His hand paused on my head. “Wondering how Gabe is.”

“Understandable.” At least Little John was with him, and his parents had flown in. It had killed Landon to leave him there, but if Pax had missed the boat, he would have been kicked out of the program. They had a one-and-done policy around here, and he’d used his get-out-of-jail-free card a couple months ago when he’d been left behind with Leah in Istanbul.

“Is it?” he asked, still staring at the wall. “Because while one part of me is praying that he’s okay, the other part is wondering when I can get back up there. Trying to work out in my mind if I have the time to acclimatize and still get it into the documentary.”

I tensed as a cold fear ran chills down my spine. But as much as Landon had changed over these last couple of years, I knew that underneath it all, he hadn’t. “You can’t stand thinking you failed.”

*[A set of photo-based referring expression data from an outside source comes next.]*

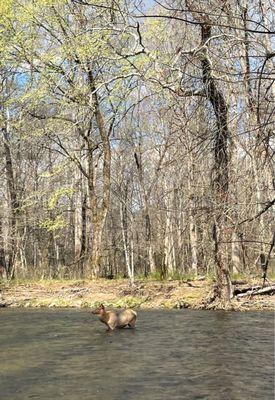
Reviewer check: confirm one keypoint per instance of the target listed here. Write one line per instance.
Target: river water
(172, 355)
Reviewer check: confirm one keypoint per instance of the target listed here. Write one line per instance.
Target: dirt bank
(119, 293)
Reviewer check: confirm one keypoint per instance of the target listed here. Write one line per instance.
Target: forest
(137, 139)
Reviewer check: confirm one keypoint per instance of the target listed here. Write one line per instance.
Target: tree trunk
(13, 205)
(220, 174)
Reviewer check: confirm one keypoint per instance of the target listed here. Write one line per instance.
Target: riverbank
(119, 293)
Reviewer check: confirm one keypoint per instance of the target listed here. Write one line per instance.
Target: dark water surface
(172, 355)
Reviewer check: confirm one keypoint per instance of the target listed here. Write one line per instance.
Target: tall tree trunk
(147, 218)
(99, 209)
(220, 176)
(13, 205)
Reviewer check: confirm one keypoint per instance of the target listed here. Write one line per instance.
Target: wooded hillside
(136, 138)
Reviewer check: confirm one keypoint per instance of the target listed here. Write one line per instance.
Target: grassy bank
(118, 293)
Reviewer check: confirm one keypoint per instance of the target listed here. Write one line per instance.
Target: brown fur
(116, 319)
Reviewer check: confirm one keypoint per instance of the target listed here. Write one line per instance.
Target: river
(67, 354)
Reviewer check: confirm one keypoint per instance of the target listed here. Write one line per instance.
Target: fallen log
(238, 290)
(255, 292)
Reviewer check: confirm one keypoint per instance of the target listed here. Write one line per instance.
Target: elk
(116, 319)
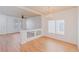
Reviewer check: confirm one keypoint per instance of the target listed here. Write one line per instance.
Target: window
(51, 27)
(56, 27)
(60, 27)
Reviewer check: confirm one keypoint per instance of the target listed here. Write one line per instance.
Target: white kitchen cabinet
(2, 24)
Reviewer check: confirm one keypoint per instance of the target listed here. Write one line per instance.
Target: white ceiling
(31, 10)
(15, 11)
(51, 9)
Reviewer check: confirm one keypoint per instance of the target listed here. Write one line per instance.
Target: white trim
(31, 10)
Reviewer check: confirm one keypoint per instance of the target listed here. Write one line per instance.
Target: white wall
(9, 24)
(33, 22)
(70, 18)
(78, 29)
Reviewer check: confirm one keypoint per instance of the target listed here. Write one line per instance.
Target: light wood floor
(45, 44)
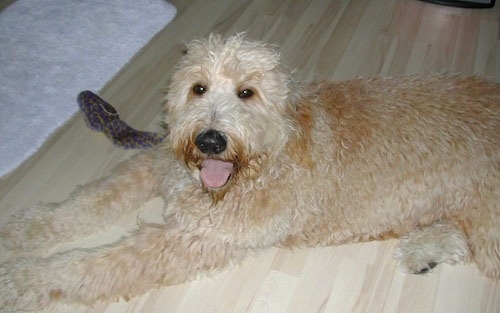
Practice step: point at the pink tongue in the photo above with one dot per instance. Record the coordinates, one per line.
(215, 173)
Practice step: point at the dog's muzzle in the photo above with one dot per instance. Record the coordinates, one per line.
(211, 142)
(214, 173)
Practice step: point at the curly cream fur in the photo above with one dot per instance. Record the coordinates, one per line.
(319, 164)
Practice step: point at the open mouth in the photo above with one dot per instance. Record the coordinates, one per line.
(215, 173)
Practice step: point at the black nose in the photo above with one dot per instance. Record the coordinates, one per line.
(211, 142)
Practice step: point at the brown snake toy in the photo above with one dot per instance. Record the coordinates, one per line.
(103, 117)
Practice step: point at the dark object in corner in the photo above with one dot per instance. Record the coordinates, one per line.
(464, 4)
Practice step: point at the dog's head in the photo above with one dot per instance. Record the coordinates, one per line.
(230, 108)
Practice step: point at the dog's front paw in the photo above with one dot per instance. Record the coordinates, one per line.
(423, 249)
(19, 290)
(30, 230)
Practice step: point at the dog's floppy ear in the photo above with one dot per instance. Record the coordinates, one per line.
(299, 146)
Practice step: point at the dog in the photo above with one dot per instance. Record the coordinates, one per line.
(254, 158)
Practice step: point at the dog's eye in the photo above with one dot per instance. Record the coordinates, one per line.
(199, 89)
(245, 93)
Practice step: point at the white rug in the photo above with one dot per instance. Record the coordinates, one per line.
(50, 50)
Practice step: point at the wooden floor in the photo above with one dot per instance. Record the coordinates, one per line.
(320, 39)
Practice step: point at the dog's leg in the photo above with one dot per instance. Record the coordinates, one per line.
(88, 209)
(154, 255)
(422, 249)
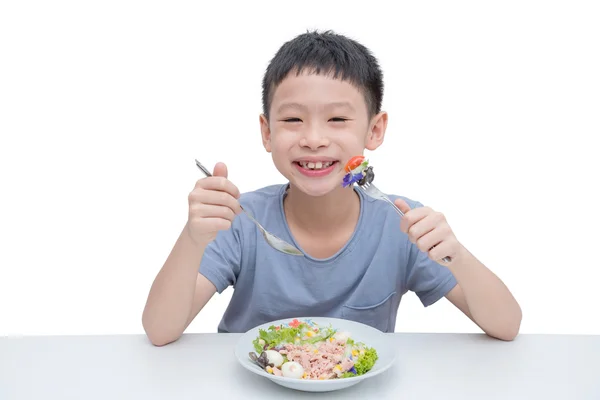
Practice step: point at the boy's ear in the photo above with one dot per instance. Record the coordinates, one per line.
(376, 132)
(265, 132)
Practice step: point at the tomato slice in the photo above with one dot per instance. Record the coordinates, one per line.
(354, 162)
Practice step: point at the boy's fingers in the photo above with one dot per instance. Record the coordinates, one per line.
(220, 170)
(402, 205)
(218, 183)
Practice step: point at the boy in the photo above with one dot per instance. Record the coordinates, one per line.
(322, 96)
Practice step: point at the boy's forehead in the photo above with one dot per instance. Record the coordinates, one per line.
(316, 90)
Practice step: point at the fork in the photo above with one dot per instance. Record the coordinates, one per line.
(272, 240)
(371, 190)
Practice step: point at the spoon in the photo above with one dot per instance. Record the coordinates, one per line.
(272, 240)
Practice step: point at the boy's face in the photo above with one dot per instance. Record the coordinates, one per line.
(316, 125)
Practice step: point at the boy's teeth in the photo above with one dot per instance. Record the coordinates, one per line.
(315, 165)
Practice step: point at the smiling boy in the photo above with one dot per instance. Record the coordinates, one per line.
(322, 95)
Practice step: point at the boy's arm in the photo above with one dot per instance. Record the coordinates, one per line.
(178, 293)
(479, 294)
(483, 297)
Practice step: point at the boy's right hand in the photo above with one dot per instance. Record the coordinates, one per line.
(213, 205)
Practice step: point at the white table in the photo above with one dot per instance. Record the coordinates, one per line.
(202, 366)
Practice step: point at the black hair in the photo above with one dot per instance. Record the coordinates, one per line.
(326, 53)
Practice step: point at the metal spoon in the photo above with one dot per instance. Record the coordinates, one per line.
(271, 239)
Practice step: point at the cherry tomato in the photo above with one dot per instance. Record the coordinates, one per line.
(354, 162)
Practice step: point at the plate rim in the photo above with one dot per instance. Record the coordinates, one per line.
(275, 378)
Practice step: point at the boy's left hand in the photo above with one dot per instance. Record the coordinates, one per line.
(429, 230)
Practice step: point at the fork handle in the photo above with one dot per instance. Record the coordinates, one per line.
(445, 259)
(394, 205)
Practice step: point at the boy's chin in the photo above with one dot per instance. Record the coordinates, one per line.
(317, 189)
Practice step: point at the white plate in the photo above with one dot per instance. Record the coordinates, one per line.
(371, 337)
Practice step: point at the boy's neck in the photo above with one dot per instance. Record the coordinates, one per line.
(319, 215)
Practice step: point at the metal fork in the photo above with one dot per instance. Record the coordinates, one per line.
(272, 240)
(371, 190)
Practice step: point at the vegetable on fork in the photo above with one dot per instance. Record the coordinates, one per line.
(358, 171)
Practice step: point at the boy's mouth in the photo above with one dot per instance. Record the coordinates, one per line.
(315, 165)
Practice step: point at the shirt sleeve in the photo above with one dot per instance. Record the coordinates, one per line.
(429, 280)
(221, 261)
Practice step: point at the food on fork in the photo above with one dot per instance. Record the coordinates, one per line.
(358, 171)
(304, 350)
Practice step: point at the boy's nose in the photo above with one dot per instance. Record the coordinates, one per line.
(313, 139)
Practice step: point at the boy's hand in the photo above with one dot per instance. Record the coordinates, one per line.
(213, 205)
(429, 230)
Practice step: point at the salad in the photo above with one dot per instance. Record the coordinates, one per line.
(305, 350)
(358, 171)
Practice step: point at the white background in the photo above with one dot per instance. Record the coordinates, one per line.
(494, 119)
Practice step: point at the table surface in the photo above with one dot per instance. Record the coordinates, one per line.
(203, 366)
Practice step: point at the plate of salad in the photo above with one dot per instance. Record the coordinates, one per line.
(315, 354)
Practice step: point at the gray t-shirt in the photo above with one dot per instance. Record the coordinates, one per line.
(363, 282)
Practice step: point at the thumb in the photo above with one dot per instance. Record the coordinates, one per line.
(220, 170)
(402, 205)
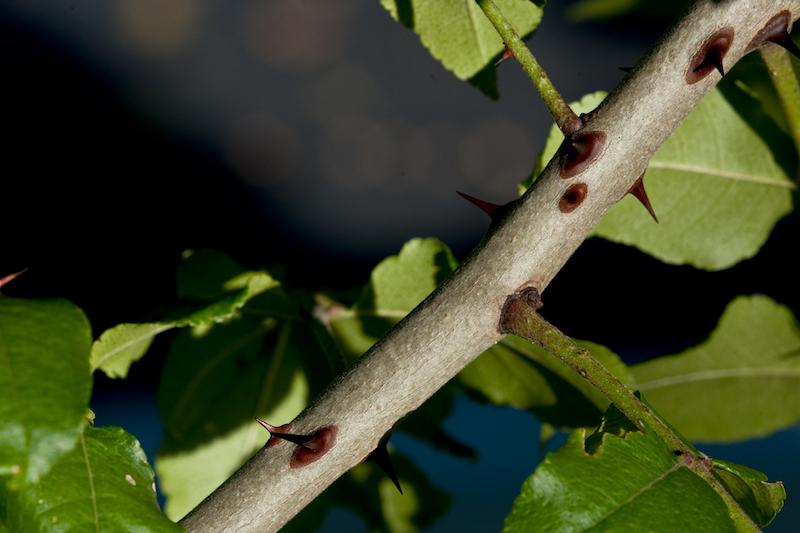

“I did fail, and not just me. I failed Gabe by choosing the chute with the biggest risk. He trusted me, and I got him hospitalized. I failed Nick, too. We needed that stunt for the documentary. He needs it.”

“Mother Nature took your chance,” I argued. “That fresh snow on top of the ice…it was a recipe for disaster, and you can’t feel guilty about that.”

“I should have known. I should have chosen the lesser chute—the one Alex took. I never should have pushed the summit.”

“That’s who you are,” I said. “You would have seen anything less than the summit as failure.”

“Yeah, well, my ego cost Gabe months of recovery. It almost cost us our lives.”

“No. Your way of life did that. You both chose it. You weren’t up there dragging him around—he went of his own free will. You’re not to blame.”

He shook his head slowly, letting his breath out at the same pace. “I don’t know. Maybe if I’d chosen a lesser chute. If we’d gotten there two days earlier—”

“Maybe if I hadn’t been with you,” I said softly.

He slid until he was lying across from me, his head propped on his arm to mirror mine. “What do you mean by that?”

“You haven’t once thought about it?” I asked. “You haven’t once had the curse cross your mind.”

“There’s no damn curse.”

I scoffed. “Landon, since you’ve seen me on board, you’ve run into a wall, had torrential rains almost take out the Sri Lanka stunt, nearly washed away in a mudslide, been buried alive in an avalanche after a freak snowstorm came in, and now the ocean looks like we’re in a bad remake of The Poseidon Adventure.”

“Okay?” he asked, tucking my hair behind my ear like he couldn’t not touch me.

“Seriously?” I asked, a slight twinge of sadness creeping into my voice.

“You’re not a curse. I don’t know how many times I need to tell you that. Look at everything that’s gone right since you got here. Pax nailed his triple front—”

“Because I didn’t go to the exhibition,” I argued. “I knew my reputation.”

“You were avoiding me.”

“That, too,” I admitted.

His thumb caressed my cheekbone, and the look he gave me was so tender, I couldn’t help but slip a little down the Landon-wanting slope. “Since you’ve been here, I have survived a mudslide that I might not have if you hadn’t been in the car. I spent a night with a beautiful woman in my arms in a Himalayan snowstorm, and I cheated death in an avalanche. Maybe you’re more of a lucky charm than you realize.”

He leaned forward and pressed his lips to my forehead in a sweet kiss. Cocky Landon I could fight. Player Landon I could ignore. Nova I could despise.